Every week we try to challenge Oscar Wilde’s “the truth is rarely pure and never simple.” This weekend, watch that dictum in action, with a screening of The Importance of Being Earnest. Or if you prefer the American tradition, A Streetcar Named Desire (yes, Marlon Brando’s ravishing wifebeater features). Not to be outdone, Sri Lankan theatre brings to you the Kamatha festival next weekend –– tickets out now.
Later this week, a talk for youth on biodiversity. And the newly minted millionaires tell us the inside story of how WealthOS hit the jackpot.

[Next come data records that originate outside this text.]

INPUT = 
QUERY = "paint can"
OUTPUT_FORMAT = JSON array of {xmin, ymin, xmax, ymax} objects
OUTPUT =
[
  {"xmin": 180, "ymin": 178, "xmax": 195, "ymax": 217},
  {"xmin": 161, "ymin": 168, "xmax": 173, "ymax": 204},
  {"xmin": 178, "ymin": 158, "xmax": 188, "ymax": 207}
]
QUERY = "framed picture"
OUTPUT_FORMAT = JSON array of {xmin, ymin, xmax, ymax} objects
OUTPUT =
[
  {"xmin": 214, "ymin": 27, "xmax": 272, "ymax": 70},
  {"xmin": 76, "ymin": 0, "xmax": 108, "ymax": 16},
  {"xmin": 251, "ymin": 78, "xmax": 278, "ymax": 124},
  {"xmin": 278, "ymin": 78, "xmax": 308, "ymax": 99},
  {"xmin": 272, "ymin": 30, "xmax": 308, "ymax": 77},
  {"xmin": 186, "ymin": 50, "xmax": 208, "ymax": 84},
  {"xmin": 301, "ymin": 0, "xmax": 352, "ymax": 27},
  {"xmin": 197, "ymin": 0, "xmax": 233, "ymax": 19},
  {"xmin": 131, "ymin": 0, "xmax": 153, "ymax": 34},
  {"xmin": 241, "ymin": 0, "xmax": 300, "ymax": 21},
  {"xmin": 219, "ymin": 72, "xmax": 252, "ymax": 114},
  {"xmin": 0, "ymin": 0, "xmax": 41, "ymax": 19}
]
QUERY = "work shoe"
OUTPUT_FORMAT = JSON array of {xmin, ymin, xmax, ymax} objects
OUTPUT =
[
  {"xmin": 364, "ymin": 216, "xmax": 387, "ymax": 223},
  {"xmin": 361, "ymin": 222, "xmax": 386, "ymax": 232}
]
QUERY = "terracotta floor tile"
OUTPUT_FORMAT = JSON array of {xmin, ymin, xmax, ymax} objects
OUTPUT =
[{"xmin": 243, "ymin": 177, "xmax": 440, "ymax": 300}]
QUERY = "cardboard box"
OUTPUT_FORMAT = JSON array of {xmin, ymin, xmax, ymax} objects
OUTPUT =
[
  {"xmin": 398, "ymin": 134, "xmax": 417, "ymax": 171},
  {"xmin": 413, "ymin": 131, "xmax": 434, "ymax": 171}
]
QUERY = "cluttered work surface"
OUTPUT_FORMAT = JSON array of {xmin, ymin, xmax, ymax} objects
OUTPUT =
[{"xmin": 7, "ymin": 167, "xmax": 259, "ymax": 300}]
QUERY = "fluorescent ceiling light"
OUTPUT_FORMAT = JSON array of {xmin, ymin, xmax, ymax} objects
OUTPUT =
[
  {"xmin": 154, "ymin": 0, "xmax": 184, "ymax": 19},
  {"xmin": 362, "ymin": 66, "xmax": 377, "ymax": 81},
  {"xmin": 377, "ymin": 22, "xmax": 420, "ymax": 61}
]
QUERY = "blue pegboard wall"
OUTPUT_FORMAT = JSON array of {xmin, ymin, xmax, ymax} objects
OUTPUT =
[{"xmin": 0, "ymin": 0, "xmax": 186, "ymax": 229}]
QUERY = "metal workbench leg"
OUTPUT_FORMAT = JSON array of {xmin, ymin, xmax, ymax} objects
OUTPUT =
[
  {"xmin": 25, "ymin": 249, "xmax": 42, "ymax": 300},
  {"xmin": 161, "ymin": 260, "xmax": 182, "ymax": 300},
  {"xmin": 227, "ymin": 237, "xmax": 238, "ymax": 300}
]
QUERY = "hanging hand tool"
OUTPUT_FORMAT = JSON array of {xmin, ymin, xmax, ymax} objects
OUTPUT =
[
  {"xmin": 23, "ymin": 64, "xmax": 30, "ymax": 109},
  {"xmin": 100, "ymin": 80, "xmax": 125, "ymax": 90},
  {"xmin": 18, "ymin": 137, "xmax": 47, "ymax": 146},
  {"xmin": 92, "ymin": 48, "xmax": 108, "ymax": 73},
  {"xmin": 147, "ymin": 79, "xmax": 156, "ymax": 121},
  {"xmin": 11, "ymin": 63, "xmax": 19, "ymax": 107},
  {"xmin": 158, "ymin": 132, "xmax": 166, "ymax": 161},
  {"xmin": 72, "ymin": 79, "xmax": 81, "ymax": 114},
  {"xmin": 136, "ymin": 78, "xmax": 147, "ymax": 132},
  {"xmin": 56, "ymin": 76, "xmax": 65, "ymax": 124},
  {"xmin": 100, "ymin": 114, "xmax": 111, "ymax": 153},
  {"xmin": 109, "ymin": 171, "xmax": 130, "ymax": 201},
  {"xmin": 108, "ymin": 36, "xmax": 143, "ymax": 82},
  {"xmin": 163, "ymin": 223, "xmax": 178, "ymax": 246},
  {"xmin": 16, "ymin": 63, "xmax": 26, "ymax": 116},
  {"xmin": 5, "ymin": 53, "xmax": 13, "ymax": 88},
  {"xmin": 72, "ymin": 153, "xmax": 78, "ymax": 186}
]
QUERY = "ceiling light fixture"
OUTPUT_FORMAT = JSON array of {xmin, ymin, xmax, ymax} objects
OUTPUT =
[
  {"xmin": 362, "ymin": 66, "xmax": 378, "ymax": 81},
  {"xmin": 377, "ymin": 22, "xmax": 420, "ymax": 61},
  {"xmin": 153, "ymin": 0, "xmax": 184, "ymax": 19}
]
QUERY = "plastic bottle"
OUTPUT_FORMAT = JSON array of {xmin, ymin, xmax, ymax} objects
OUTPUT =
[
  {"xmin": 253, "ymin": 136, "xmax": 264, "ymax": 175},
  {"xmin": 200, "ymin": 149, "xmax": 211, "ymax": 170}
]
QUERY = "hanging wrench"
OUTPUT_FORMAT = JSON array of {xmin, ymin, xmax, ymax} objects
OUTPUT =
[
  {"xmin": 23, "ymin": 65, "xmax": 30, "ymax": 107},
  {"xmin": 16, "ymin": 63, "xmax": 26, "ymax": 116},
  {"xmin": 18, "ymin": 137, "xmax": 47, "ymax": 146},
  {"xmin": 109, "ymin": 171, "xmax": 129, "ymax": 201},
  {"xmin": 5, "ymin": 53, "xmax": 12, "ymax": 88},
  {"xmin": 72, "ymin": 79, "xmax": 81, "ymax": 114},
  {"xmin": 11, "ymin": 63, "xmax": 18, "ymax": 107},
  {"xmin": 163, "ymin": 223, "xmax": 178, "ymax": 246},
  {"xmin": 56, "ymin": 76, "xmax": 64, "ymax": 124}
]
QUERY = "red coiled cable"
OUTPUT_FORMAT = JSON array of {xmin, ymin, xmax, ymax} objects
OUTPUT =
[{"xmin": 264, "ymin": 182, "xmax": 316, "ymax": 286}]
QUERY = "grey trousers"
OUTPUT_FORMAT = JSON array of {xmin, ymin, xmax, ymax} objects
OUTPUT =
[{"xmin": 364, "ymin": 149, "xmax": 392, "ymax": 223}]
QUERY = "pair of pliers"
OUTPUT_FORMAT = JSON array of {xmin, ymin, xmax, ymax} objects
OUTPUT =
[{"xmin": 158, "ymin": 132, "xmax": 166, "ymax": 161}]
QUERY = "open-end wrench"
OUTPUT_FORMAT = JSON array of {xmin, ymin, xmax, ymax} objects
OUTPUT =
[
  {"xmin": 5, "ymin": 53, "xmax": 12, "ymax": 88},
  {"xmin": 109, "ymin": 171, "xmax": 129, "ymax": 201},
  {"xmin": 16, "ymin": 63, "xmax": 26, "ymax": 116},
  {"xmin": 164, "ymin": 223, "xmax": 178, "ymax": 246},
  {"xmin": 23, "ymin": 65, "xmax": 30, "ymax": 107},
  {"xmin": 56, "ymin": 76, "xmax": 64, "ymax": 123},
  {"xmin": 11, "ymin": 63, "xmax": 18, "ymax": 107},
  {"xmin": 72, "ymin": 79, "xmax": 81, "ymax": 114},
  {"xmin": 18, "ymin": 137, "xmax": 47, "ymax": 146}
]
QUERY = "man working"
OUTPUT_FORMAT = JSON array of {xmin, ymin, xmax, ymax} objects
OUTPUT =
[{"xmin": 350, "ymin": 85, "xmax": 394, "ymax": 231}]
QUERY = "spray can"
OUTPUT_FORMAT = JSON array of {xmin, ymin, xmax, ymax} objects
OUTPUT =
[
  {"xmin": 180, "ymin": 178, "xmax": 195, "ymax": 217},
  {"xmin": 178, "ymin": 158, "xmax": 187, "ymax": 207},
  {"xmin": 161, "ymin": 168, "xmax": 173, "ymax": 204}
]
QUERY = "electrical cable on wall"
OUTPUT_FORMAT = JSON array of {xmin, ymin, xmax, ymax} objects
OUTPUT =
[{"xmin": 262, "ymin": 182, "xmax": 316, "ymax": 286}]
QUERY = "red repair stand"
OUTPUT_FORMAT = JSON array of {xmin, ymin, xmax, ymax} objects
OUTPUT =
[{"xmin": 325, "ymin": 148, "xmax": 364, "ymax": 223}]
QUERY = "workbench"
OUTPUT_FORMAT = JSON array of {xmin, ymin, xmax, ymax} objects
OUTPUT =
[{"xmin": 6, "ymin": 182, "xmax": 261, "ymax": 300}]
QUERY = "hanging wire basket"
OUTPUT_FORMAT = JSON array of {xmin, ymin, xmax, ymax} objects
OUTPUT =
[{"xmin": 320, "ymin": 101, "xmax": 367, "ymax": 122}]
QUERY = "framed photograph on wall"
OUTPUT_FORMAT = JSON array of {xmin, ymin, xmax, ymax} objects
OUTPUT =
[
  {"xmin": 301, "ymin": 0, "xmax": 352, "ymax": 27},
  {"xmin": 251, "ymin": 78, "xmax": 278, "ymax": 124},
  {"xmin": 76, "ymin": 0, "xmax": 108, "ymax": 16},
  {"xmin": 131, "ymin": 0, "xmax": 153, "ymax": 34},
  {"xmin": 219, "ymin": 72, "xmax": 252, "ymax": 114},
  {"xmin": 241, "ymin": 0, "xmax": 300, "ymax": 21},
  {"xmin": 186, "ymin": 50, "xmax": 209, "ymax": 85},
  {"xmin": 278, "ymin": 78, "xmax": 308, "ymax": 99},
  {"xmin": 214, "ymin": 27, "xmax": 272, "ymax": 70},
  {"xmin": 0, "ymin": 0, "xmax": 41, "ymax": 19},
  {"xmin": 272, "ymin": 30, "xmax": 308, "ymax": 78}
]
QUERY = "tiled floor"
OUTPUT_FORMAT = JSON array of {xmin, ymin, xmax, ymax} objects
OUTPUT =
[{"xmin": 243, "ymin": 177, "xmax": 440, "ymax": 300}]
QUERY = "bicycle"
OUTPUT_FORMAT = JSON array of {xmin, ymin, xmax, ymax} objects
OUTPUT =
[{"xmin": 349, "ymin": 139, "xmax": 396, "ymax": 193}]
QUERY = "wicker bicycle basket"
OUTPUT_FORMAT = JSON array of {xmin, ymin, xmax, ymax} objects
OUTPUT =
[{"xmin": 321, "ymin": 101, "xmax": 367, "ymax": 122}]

A screening of a documentary about Tamil refugees in India, at ICES. Considering Tamil Nadu growth rates, they may well soon be gloating. An hour later, not so far away, the chamber music society offers baroque and romantic rarities. Quizzes for both those plagued with march madness, and those plagued with music madness.

What to read
Sri Lanka’s tourism isn’t going to the moon, Mazin Hussain has a theory on why: Maldivian costs, Phuket prices.
“Ragging is not a trivial campus indiscretion” reads a landmark Supreme Court judgement. In a serious step towards making our universities safer, it convicts a ragger for culpable homicide. Iyoma Priyadarshana meanwhile finds that as hard as the government may try to grow STEM education, students must want it too.
Our piece on Tilvin unpacked the JVP’s party-to-government transition. Andrea Novellis tackles their successful rebel-to-party strategy, and credits it to “ideological compartmentalization and strategic oscillation.” He should know, he’s from Hobsbawm’s bandit country.
Turns out JR was worse than even we thought. The Wire uncovers his relations with Israel’s Mossad. He requested a million dollars from them to support his election campaign, but what’s perhaps even more pathetic is he didn’t manage to get it.
Sarala Emmanuel on, among other things, non-normative kinship.